Ian Boisvert (@BoisvertIan) – To steal from Zach’s last few The Recency Bias episodes, the most underrated story line from the early goings of the season has to be the resurgence of Brendan Gallagher. Gallagher’s biggest concern coming into this season was his health; in particular, his ability to bounce back from stretches of poor health. His broken hand seemed to hinder him a bit last year, but that seems to be gone this year. Gallagher wass tied for third on the team in shots with 37 heading into Thursday’s game against the Wild, and coming out of that game he leads all Habs in goals this season with six.

More numbers? Going into the game against the Wild, Gallagher lead the Canadiens in primary points per sixty in all situations (2.4 P1/60), an indicator that he’s not just benefiting from strong play around him; Gallagher is creating offense for this team, which should be encouraging for a team with very few right-handed forwards.

And in the category of “about time,” Gallagher seems to have gotten the attention of the officials as of late. The net-bound pest has drawn nine penalties while only taking two; his +7 in penalty differential leads the Canadiens.

With forwards like Pacioretty and Galchenyuk hogging the limelight with the negative narratives that surround them (something I’m sure they’d happily give up), a true success story among the Canadiens’ forward group has flown under the radar.
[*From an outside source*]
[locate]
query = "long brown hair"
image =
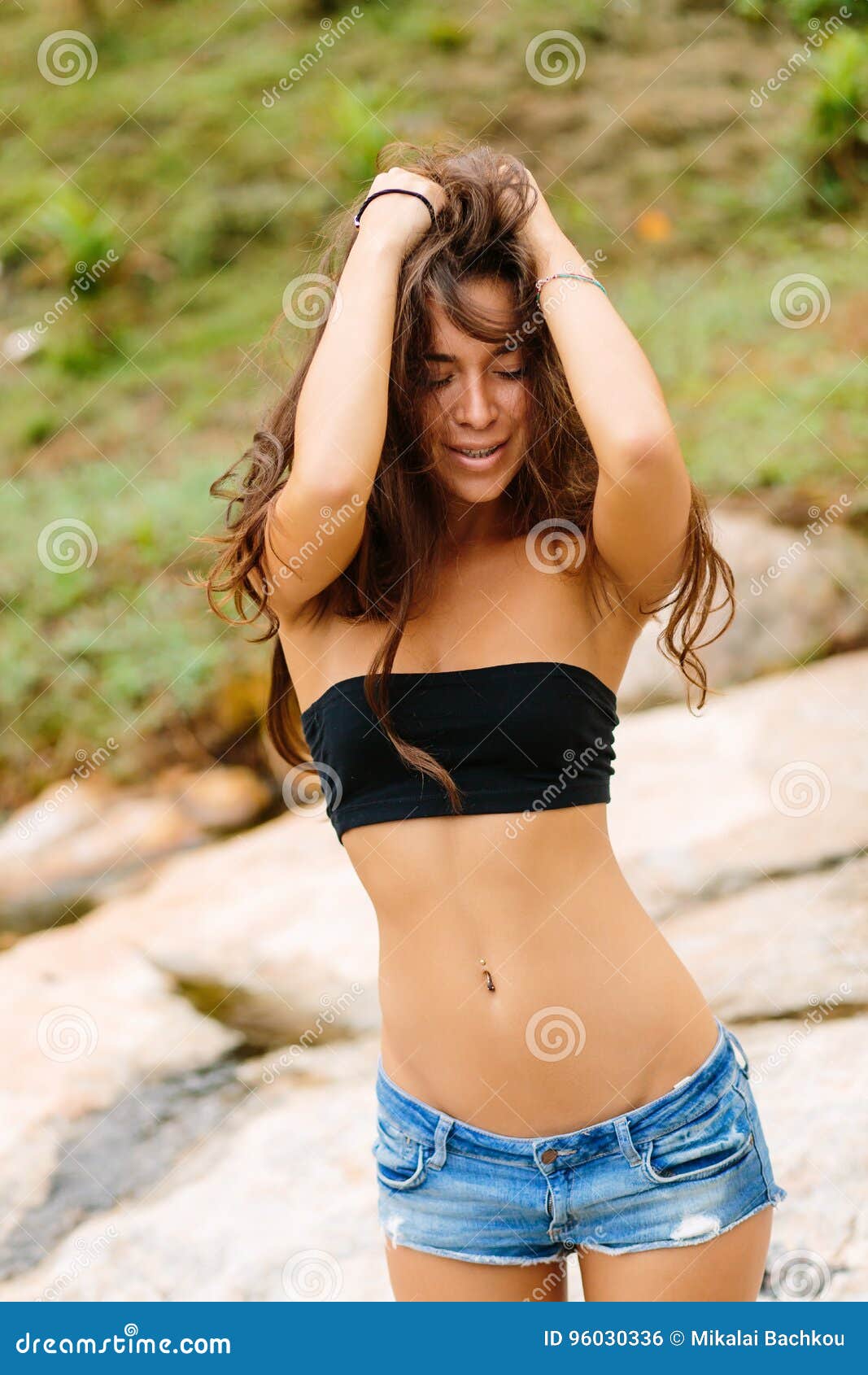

Zach Vanasse (@ZachDropsTweets) – Considering all the hand-wringing we’ve been doing over whether or not Alex Galchenyuk is a winger or a centre for years now, it’s been interesting to see how little we’re talking about the fact that, hey, Jonathan Drouin seems to be a legit centre. First or second line centre seems to still be a question (but how many “legit first line” centres are there in the NHL really?), but there’s no denying this kid can play down the middle.

This relative silence around Drouin’s success at centre may stem from the fact that, for whatever reason, Max Pacioretty and Drouin lacked chemistry, but that experiment seems over for the moment (even Sidney Crosby doesn’t work well with everyone). As of Thursday night Drouin was generally skating with Paul Byron and Artturi Lehkonen and that combo has seemed to work nicely.

Speaking of Byron, did any of us really expect him to continue producing the way he did last season? It’s only one month (and keep in mind it was a horrific offensive month for the Habs), but Byron is currently on pace for a 20 goals-plus season. He scored 22 last year.